Damascus, built in the land settled by Aram (a son of Shem), is the capitol Syria, north of Israel. Tradition has it that the founder was Uz, the son of Aram. Today, Damascus is the largest city of Syria, with an estimated population of more than 4 million people.
Damascus is mentioned in old Egyptian documents as a caravan center in southern Syria. During the Old Testament period, its geographical position made it very prosperous from the trade routes.
In the New testament era there was a large Jewish community living in Damascus, as well as a Christian community.
When first mentioned, the town was said to be to the right of Hobah, the terminus of Abraham's battle with the confederation of kings. If the tradition is true, Abraham's contemporary Job (perhaps the same as Peleg's nephew, Jobab), who was from the "land of Uz," could have lived near Damascus.
Apparently, in moving into the region, Abraham at one time picked up a servant, the caretaker of his household, by the name of Eliezer. It was probably this man that he sent back to his cousins in the region to find a wife for his son Isaac after Sarah's death.
David and Solomon
About a thousand years later, King David extended his control over the region when he defeated the king of Zobar, an independent nation in the time of the united kingdom years. At that time, 22,000 Syrians were killed in battle.

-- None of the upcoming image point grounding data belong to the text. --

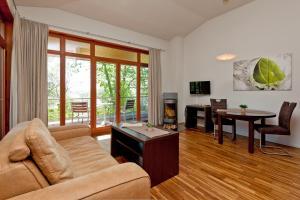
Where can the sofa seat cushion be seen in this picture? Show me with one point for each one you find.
(51, 158)
(87, 155)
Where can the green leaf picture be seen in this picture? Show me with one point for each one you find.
(261, 73)
(268, 72)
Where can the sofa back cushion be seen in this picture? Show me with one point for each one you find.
(17, 178)
(18, 149)
(50, 157)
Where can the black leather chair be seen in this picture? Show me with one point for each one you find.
(283, 128)
(221, 104)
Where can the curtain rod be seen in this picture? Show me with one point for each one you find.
(91, 34)
(104, 37)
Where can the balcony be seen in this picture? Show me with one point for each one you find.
(105, 113)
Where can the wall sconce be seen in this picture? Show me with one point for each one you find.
(226, 57)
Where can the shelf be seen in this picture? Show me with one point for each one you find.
(128, 148)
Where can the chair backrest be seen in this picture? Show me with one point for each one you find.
(218, 104)
(79, 106)
(285, 114)
(129, 104)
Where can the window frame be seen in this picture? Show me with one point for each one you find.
(6, 44)
(94, 59)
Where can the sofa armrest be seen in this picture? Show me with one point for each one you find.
(124, 181)
(70, 131)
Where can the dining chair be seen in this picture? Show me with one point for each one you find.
(283, 128)
(221, 104)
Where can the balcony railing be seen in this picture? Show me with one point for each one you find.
(105, 111)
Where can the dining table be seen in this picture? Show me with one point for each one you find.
(250, 116)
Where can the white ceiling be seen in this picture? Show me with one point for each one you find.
(160, 18)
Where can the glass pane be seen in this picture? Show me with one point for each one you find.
(145, 58)
(1, 92)
(77, 90)
(78, 47)
(2, 28)
(144, 93)
(113, 53)
(53, 90)
(53, 43)
(128, 93)
(106, 93)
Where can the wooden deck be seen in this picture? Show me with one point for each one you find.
(212, 171)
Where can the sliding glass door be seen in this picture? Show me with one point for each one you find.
(106, 93)
(128, 91)
(2, 79)
(95, 83)
(53, 90)
(78, 98)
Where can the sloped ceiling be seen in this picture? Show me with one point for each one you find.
(159, 18)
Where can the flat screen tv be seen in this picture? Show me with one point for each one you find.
(200, 87)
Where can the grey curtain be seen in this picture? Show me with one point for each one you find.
(154, 88)
(29, 89)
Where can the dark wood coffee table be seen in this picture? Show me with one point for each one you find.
(158, 156)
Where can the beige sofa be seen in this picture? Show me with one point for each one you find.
(87, 171)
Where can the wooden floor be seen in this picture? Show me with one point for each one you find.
(212, 171)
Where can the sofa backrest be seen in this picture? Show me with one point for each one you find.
(17, 177)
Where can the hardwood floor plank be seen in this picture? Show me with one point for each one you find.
(211, 171)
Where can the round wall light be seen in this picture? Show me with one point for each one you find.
(226, 57)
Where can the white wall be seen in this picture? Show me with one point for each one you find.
(175, 72)
(264, 27)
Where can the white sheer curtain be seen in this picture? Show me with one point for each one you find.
(154, 88)
(29, 71)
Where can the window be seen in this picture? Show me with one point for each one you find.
(91, 81)
(107, 52)
(144, 93)
(78, 47)
(78, 73)
(53, 89)
(2, 79)
(53, 43)
(145, 58)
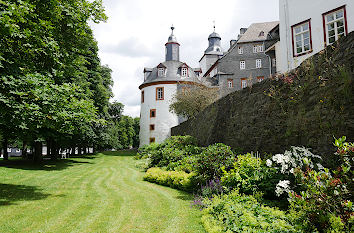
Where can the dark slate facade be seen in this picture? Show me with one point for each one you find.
(227, 72)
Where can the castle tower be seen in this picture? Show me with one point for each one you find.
(160, 84)
(212, 53)
(172, 48)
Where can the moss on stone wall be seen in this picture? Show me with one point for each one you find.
(305, 107)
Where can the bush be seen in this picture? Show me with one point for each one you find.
(175, 179)
(212, 159)
(171, 150)
(250, 174)
(326, 202)
(241, 213)
(245, 174)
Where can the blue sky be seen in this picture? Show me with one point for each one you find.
(136, 31)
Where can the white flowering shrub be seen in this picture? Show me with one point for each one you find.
(296, 158)
(283, 187)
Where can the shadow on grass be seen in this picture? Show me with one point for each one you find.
(131, 152)
(184, 196)
(10, 194)
(47, 165)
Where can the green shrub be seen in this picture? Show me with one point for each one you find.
(212, 159)
(245, 174)
(250, 174)
(241, 213)
(175, 179)
(171, 150)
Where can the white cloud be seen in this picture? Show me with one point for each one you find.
(136, 31)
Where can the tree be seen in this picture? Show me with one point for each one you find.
(52, 85)
(190, 101)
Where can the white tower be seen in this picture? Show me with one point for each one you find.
(212, 53)
(160, 84)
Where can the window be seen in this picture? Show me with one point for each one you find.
(161, 72)
(257, 48)
(152, 127)
(240, 50)
(243, 82)
(152, 113)
(242, 65)
(230, 83)
(259, 63)
(152, 140)
(301, 38)
(260, 78)
(184, 72)
(335, 24)
(159, 93)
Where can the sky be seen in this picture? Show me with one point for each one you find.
(136, 31)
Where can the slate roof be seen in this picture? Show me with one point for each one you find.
(171, 73)
(253, 32)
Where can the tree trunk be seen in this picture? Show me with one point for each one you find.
(24, 150)
(79, 150)
(54, 150)
(5, 145)
(38, 150)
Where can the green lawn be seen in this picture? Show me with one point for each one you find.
(101, 193)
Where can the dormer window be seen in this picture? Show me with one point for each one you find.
(184, 71)
(161, 72)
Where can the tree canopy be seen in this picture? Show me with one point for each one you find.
(53, 87)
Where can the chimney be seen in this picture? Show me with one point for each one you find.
(232, 42)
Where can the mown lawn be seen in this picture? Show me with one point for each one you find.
(101, 193)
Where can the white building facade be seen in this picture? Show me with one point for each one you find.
(307, 27)
(160, 85)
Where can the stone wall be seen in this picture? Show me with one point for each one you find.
(305, 107)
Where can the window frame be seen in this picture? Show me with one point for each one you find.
(240, 50)
(242, 67)
(293, 38)
(258, 48)
(159, 73)
(230, 80)
(157, 93)
(152, 127)
(258, 63)
(325, 23)
(243, 80)
(152, 113)
(260, 78)
(185, 73)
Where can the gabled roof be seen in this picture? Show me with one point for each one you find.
(253, 33)
(147, 69)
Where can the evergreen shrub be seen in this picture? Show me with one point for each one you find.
(236, 212)
(174, 179)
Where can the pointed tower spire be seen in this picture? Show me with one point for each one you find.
(172, 47)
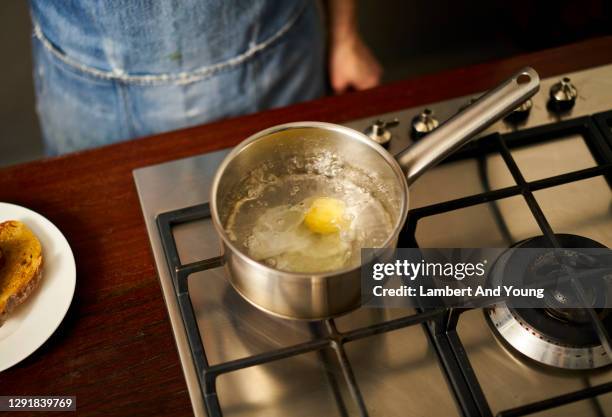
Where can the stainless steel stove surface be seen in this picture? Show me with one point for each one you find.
(452, 364)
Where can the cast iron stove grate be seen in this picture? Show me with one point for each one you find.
(440, 324)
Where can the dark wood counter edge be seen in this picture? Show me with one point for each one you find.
(115, 351)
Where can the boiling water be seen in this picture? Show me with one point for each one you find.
(266, 219)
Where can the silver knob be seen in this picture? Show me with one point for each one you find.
(563, 95)
(379, 131)
(424, 123)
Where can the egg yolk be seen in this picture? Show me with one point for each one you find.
(326, 215)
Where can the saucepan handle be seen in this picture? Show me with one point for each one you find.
(462, 127)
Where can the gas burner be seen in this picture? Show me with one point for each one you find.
(556, 335)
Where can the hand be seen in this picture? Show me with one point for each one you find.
(352, 65)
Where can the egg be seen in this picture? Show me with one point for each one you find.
(326, 215)
(311, 236)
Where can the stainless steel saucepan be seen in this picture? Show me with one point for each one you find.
(313, 296)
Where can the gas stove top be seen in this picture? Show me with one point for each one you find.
(545, 172)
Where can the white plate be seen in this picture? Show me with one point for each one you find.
(33, 322)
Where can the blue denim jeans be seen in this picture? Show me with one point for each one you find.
(107, 71)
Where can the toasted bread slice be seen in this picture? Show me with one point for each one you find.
(22, 269)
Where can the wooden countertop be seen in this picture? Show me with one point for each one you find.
(115, 350)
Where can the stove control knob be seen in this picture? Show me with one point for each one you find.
(423, 123)
(520, 113)
(562, 95)
(379, 131)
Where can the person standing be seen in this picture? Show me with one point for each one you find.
(107, 71)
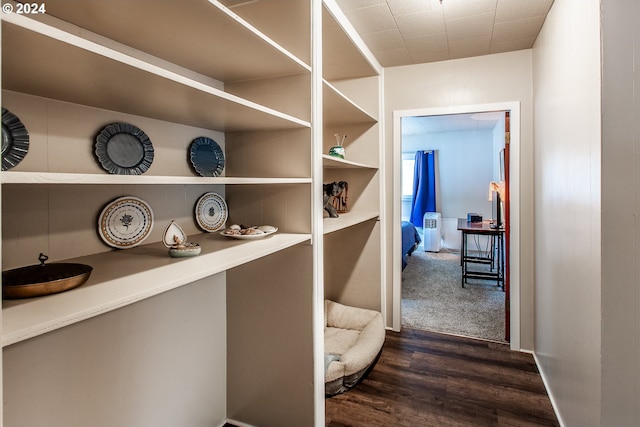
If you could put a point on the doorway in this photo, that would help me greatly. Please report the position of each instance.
(513, 310)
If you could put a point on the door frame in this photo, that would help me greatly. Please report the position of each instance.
(514, 205)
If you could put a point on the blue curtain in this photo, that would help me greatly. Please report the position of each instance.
(424, 187)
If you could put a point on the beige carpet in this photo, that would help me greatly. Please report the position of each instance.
(434, 300)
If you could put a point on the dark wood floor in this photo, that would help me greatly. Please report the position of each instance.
(428, 379)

In the days of Solomon, though, the Syrians revolted, re-establishing control over Damascus, helping to establish the Aram-Damascus kingdom. The city and the region would be destroyed by the Assyrians in 732 BC as they expanded all the way to the walls of Jerusalem. After the Assyrians, Damascus was taken over by the Chaldeans, then the Persians, then the Greeks. This city indeed had many masters over time, with the Romans under Pompey taking possession in 64 BC. It was a part of the Decapolis, in the province of Syria, where it had autonomy.

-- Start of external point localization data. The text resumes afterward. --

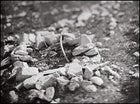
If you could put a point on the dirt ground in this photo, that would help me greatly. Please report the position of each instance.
(40, 15)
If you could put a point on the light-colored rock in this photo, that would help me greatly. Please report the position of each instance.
(49, 94)
(33, 93)
(91, 52)
(85, 83)
(84, 40)
(79, 50)
(88, 73)
(62, 81)
(90, 88)
(45, 81)
(74, 69)
(62, 71)
(30, 82)
(84, 16)
(26, 72)
(13, 96)
(73, 86)
(32, 37)
(137, 54)
(78, 79)
(108, 69)
(136, 75)
(40, 40)
(99, 44)
(97, 58)
(21, 52)
(97, 80)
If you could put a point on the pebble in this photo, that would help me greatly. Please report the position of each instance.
(73, 86)
(62, 81)
(136, 54)
(85, 83)
(97, 80)
(45, 81)
(99, 44)
(136, 75)
(91, 52)
(88, 73)
(49, 94)
(26, 72)
(30, 82)
(74, 69)
(90, 88)
(97, 73)
(13, 96)
(62, 71)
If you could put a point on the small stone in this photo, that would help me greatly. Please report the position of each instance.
(22, 14)
(62, 81)
(96, 59)
(26, 72)
(88, 73)
(62, 71)
(49, 94)
(32, 37)
(13, 96)
(90, 88)
(40, 41)
(91, 52)
(84, 40)
(99, 44)
(73, 86)
(97, 73)
(33, 93)
(74, 69)
(45, 81)
(136, 75)
(79, 50)
(21, 52)
(30, 82)
(107, 68)
(77, 79)
(106, 38)
(136, 54)
(97, 80)
(57, 100)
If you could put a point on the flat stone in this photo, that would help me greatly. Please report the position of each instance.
(97, 80)
(74, 69)
(26, 72)
(49, 94)
(45, 81)
(90, 88)
(88, 73)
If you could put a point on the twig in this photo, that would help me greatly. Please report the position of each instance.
(61, 45)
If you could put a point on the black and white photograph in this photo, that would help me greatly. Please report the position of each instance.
(69, 51)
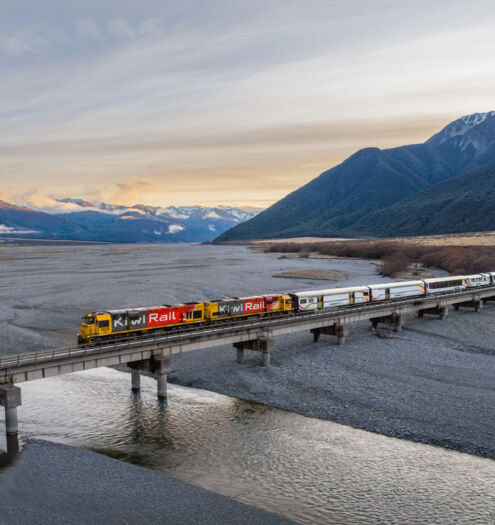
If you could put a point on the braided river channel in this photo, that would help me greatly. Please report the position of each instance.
(309, 470)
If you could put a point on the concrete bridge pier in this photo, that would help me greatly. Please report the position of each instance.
(441, 311)
(136, 367)
(240, 357)
(477, 303)
(135, 380)
(340, 330)
(395, 319)
(10, 398)
(161, 366)
(263, 344)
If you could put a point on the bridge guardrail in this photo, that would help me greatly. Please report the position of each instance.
(25, 359)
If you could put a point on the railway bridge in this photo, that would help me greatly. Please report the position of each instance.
(153, 353)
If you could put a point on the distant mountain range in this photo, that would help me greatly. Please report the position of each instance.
(98, 221)
(444, 185)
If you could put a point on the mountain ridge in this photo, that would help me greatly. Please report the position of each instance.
(88, 221)
(340, 200)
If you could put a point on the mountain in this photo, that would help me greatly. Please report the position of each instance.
(341, 200)
(458, 205)
(97, 221)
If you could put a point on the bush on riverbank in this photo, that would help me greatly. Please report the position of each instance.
(396, 256)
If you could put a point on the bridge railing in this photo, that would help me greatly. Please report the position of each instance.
(25, 359)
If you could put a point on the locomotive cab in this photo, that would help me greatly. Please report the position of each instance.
(94, 324)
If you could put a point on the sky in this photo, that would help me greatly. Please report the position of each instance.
(225, 102)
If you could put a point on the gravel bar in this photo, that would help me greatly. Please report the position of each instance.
(431, 383)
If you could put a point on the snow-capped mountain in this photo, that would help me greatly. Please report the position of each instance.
(363, 195)
(99, 221)
(471, 134)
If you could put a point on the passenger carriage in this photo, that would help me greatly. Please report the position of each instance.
(387, 291)
(480, 279)
(321, 299)
(445, 284)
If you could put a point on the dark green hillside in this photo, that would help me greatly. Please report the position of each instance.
(465, 203)
(338, 198)
(343, 200)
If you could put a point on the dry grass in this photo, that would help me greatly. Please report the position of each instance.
(397, 256)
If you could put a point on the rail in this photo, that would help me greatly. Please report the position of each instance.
(24, 359)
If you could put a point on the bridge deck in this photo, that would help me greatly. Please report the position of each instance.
(27, 367)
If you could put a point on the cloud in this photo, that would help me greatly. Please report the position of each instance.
(87, 27)
(27, 40)
(175, 228)
(9, 230)
(39, 202)
(120, 27)
(136, 190)
(150, 27)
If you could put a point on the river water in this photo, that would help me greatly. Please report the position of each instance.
(310, 470)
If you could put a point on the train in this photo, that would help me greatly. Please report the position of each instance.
(114, 325)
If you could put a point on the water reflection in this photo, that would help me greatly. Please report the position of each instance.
(310, 470)
(12, 449)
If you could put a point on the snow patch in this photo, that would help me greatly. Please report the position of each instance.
(8, 230)
(175, 228)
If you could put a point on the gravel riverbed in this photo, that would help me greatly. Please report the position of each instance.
(54, 484)
(431, 383)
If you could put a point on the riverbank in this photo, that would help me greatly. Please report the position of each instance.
(431, 383)
(52, 483)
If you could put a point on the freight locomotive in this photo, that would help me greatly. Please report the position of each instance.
(114, 325)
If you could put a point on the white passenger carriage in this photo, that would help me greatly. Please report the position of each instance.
(320, 299)
(445, 284)
(386, 291)
(480, 279)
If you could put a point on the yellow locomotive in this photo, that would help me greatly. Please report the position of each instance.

It was was there, about a century later, that the Pharisee henchman Saul (later called Paul) was headed with orders to persecute believers. Stopped by Jesus Himself in a blaze from heaven that blinded him, Saul was helped into Damascus to wait three days before a believer named Ananais to whom had been given instructions on how to follow Jesus rather than fight against Him and His cause. Damascus was the city in which Paul began his work as a great evangelist, teaching people in Asia, Africa and Europe about Jesus.